If you are getting cramped neck and shoulders, you're not relaxed. Age has nothing to do with it. I'm 65 and I have no problems getting a relaxed position.

When you shoot from the bench, you don't (or shouldn't) use your muscels to support the rifle. You rest your elbows on the table. But not the elbows per se, but the soft part of your forearms. Your head is relaxed, your resting it on the stock not using neck muscles to hold the rifle up.

Prone shooting is no different. Your head should be straight, bring the rifle to the head, not the head to the rifle. The head, or cheek is resting on the rifle where you create a "chipmunk" effect.

There are two types of prone shooting. Position shooting or non-supported (excluding the sling) and precision shooting, using a bi-pod or sandbags.

Both are the same in the sense you should be relaxed.

In position or sling, non-supported. Assuming the shooter is right handed, if left handed reverse this. Line up to the target. Your right knee is cocked and the rifle is lined up where if you drew a line from the muzzle it would go straight back to your right leg and foot.

Your left elbow is as close to directly under the rifle as possible. The sling is high upon the left arm, extended to the front sling swivel. The left hand IS NOT holding the rifle up. Thats the slings job. Your left hand is slid between the stock and sling. The hand does not grip the stock, but the stock lightly rest on the palm of the hand.

When getting an natural point of aim, you adjust elevation by sliding the hand toward the front or rear of the stock depending if you want to raise or lower the muzzle.

The butt stock should fit the shoulder at a point it allows the head to remain erect, and the head, or cheek should rest on the stock of the rifle.
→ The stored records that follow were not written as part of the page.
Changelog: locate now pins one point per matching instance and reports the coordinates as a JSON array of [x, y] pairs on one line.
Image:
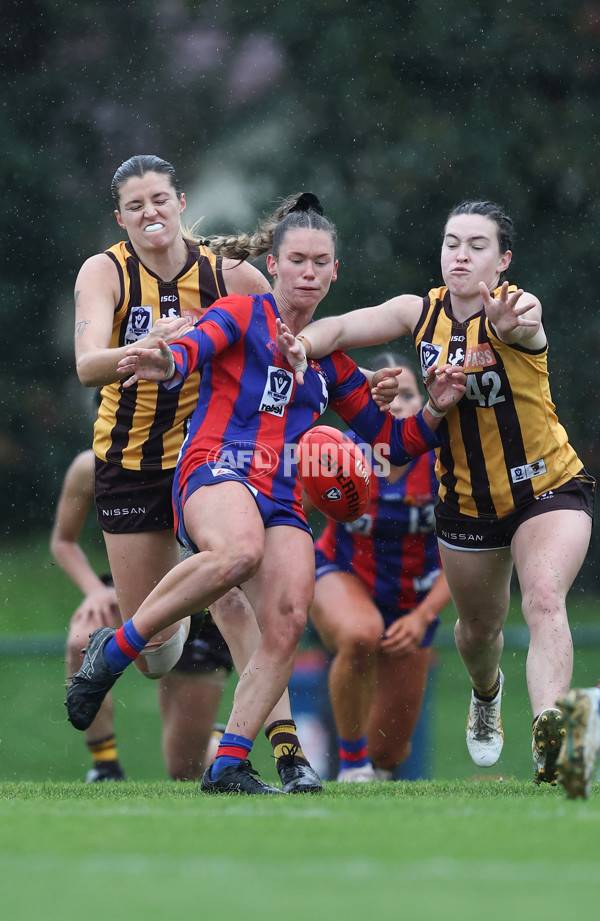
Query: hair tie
[[307, 202]]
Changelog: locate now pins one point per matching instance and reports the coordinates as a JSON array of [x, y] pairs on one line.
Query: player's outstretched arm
[[147, 364]]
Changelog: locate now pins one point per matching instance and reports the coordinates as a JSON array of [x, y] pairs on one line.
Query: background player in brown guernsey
[[157, 283], [512, 490]]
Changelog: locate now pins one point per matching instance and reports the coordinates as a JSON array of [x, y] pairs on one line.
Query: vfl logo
[[457, 358], [429, 355], [140, 321], [277, 392]]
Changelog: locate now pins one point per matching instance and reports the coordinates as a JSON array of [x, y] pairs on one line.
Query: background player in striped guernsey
[[512, 490], [247, 523], [189, 695], [156, 282], [379, 590]]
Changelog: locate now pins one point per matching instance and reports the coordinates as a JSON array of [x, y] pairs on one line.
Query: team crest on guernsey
[[429, 355], [277, 392], [138, 324]]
You do not get a heavy strong grip with the shooting hand. The rifle should be supported by the sling and shoulder. The shooting hand only grips the pistol grip hard enough to keep your hand from falling from the rifle.

A strong firm grip with the shooting hand will cause you to disturb the rifle when squeezing the trigger. You should be able to drop your shooting hand from the stock to change magazines, load another round or write in your data book, WITHOUT disturbing your natural point of aim.
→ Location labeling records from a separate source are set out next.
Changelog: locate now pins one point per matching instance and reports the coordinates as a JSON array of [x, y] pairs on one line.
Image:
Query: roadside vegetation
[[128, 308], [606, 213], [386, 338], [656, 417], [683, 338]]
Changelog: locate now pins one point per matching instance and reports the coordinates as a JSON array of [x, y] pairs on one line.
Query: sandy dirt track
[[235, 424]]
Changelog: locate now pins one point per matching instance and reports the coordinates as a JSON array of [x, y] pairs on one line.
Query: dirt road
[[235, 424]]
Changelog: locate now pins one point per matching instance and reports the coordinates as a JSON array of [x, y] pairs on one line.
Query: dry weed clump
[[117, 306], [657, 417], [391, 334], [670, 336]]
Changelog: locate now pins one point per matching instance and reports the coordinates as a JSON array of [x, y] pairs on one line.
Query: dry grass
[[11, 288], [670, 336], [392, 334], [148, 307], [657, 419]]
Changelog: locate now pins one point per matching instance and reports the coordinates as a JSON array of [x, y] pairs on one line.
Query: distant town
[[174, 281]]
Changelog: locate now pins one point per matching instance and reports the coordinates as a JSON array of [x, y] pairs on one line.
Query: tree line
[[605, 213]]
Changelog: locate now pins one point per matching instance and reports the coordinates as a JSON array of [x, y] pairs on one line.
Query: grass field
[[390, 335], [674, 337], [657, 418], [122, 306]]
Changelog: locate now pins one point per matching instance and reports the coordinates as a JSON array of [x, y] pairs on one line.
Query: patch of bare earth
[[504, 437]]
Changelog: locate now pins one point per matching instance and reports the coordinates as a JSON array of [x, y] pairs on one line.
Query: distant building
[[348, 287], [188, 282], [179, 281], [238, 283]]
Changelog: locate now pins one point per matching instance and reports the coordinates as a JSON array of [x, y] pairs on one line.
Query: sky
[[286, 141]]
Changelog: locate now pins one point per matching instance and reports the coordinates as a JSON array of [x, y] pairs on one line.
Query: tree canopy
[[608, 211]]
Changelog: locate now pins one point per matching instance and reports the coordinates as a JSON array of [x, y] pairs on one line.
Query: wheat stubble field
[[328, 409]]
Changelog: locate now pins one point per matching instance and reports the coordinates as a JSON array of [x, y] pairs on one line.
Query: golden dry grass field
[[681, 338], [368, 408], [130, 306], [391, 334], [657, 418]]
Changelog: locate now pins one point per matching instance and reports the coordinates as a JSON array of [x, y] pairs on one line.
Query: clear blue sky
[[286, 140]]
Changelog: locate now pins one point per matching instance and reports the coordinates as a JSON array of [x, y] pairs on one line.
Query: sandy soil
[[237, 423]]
Set up your gear so you don't disturb you NPA doing the above. Set up your spotting scope so you can see your target by turning the head. You shouldn't have to move any other part of your body to look through the scope.

The left leg should be straight at an angle to the target to allow for a NPA, the right knee should be cocked, and high as comfortable. (In rapid fire, I sometimes get my knee right behind my right elbow to keep the elbow from slipping during recoil.) This method also takes the pressure off the diaphragm (which is important for us older guys getting soft in the mid section}.

I mentioned using the left hand to adjust elevation. You shift your whole body pivoting on the hips or middle to adjust windage. Once you get your NPA you should be able to close your eyes, take a deep breath, let it out, open your eyes to find out you are perfectly lined up with the target. If not, shift your body or move your left hand to adjust, do not mussel the rifle.

Close your eye, breath again, and check your natural point of aim. When you have it. Close your eyes, dry fire, open your eyes to make sure you're still lined up. Adjust accordingly.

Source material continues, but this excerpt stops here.